Every December 10th, we mark the anniversary of the Universal Declaration of Human Rights adopted and proclaimed by the UN in Paris 1948. This defends individuals’ rights such as life, equality, and freedom of expression and includes economic, social and cultural privileges we cherish in western society, but often take for granted.

I live in Geneva, headquarters of the United Nations, World Health Organization,  International Labor Organization, Red Cross and  dozens of world-renowned humanitarian agencies that fight for equality in workplace and promote health and safety, so I never forget the date. The United Nations Human Rights- Office of the High Commissioner for Human Rights works to protect rights through international laws.
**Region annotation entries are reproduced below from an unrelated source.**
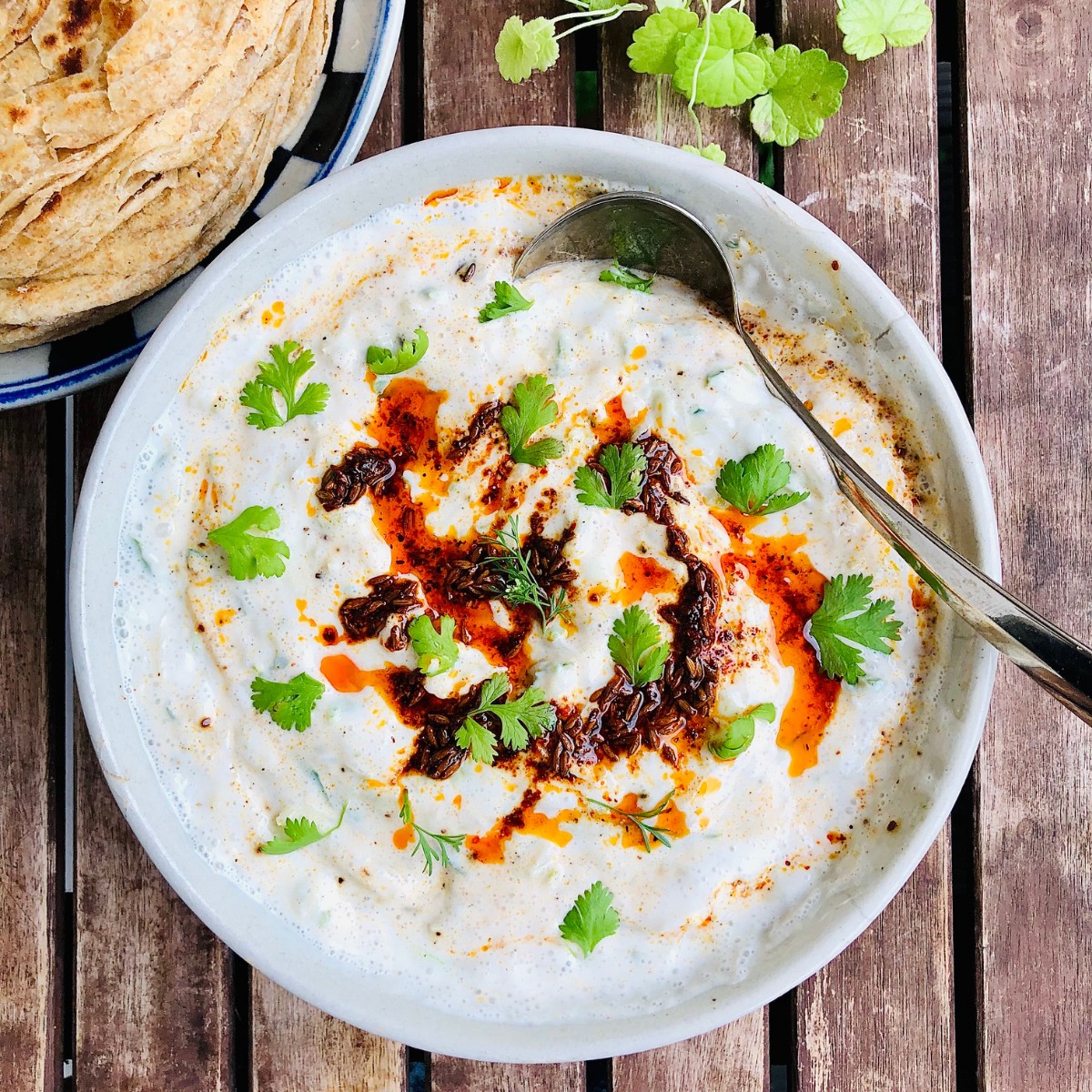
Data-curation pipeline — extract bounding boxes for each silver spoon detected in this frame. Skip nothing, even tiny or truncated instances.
[515,193,1092,724]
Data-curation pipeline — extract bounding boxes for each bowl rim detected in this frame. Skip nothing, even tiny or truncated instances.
[69,126,1000,1063]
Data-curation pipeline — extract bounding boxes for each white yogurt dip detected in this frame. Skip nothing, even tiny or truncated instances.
[115,179,933,1023]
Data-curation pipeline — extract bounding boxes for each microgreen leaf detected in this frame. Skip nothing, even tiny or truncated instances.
[682,143,728,167]
[366,328,428,376]
[258,803,349,856]
[239,342,329,430]
[498,15,559,83]
[399,788,466,875]
[709,701,777,763]
[559,880,618,956]
[208,504,288,580]
[626,5,698,76]
[584,788,675,853]
[406,615,459,676]
[500,376,564,466]
[752,46,850,147]
[837,0,933,61]
[716,443,810,515]
[607,604,672,686]
[808,573,902,683]
[482,515,568,626]
[455,672,557,765]
[673,7,772,107]
[250,672,326,732]
[479,280,534,322]
[575,443,649,508]
[600,262,654,291]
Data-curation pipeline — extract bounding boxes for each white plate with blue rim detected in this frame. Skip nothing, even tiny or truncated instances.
[0,0,405,410]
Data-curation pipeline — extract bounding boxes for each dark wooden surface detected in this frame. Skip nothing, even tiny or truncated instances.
[0,0,1092,1092]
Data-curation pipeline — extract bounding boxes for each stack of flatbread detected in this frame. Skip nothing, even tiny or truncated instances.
[0,0,333,351]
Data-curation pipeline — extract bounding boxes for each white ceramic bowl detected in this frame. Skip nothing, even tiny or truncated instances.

Article 1 of the Universal Declaration of Human Rights: “All human beings are born free and equal in dignity and rights.”

In her speech addressing the UN General Assembly in Geneva, Hillary Clinton challenged diplomats from around the world by saying “Gay rights are human rights, too” and called on world leaders to stop discrimination against gays. “It should never be a crime to be gay.”

Some of my senior students heard the American Secretary of State’s address at the UN, but not everyone could join in marches, attend celebrations, or hear speeches of global leaders. However, we can each steal a moment from our busy lives to reflect on the millions of people who are not allowed to enjoy their rights and to pay tribute to those who have lost their lives fighting for freedom for others.

The Universal Declarations of Rights, the most translated document in modern history, available in 382 languages, promotes and protects freedoms of individuals or groups across boundaries and civilizations.

Yet we fall short. Actions speak stronger than words. Genocide recurs, oppression continues, violence erupts, women are mistreated, and slavery exists. Human rights are violated. Everyday. Everywhere. We may be powerless as individuals to radically change laws governing countries, but what small step can we take in our own neighborhood to make a difference? Shake hands with someone of another race; stop to chat with an elderly neighbor, slow down to help a handicapped person. Go out of our way to acknowledge human dignity in others, regardless of their religious beliefs, sexual preference, position in society or color of skin.

“By promoting understanding, help us all to celebrate our human rights & in so doing reaffirm your own,” United Nations Human Rights – Office of High Commissioner for Human Rights.

This year, people around the world used social media to help, inform, inspire & mobilize, uniting others in celebration of our birthday. Pay it forward, pass it on.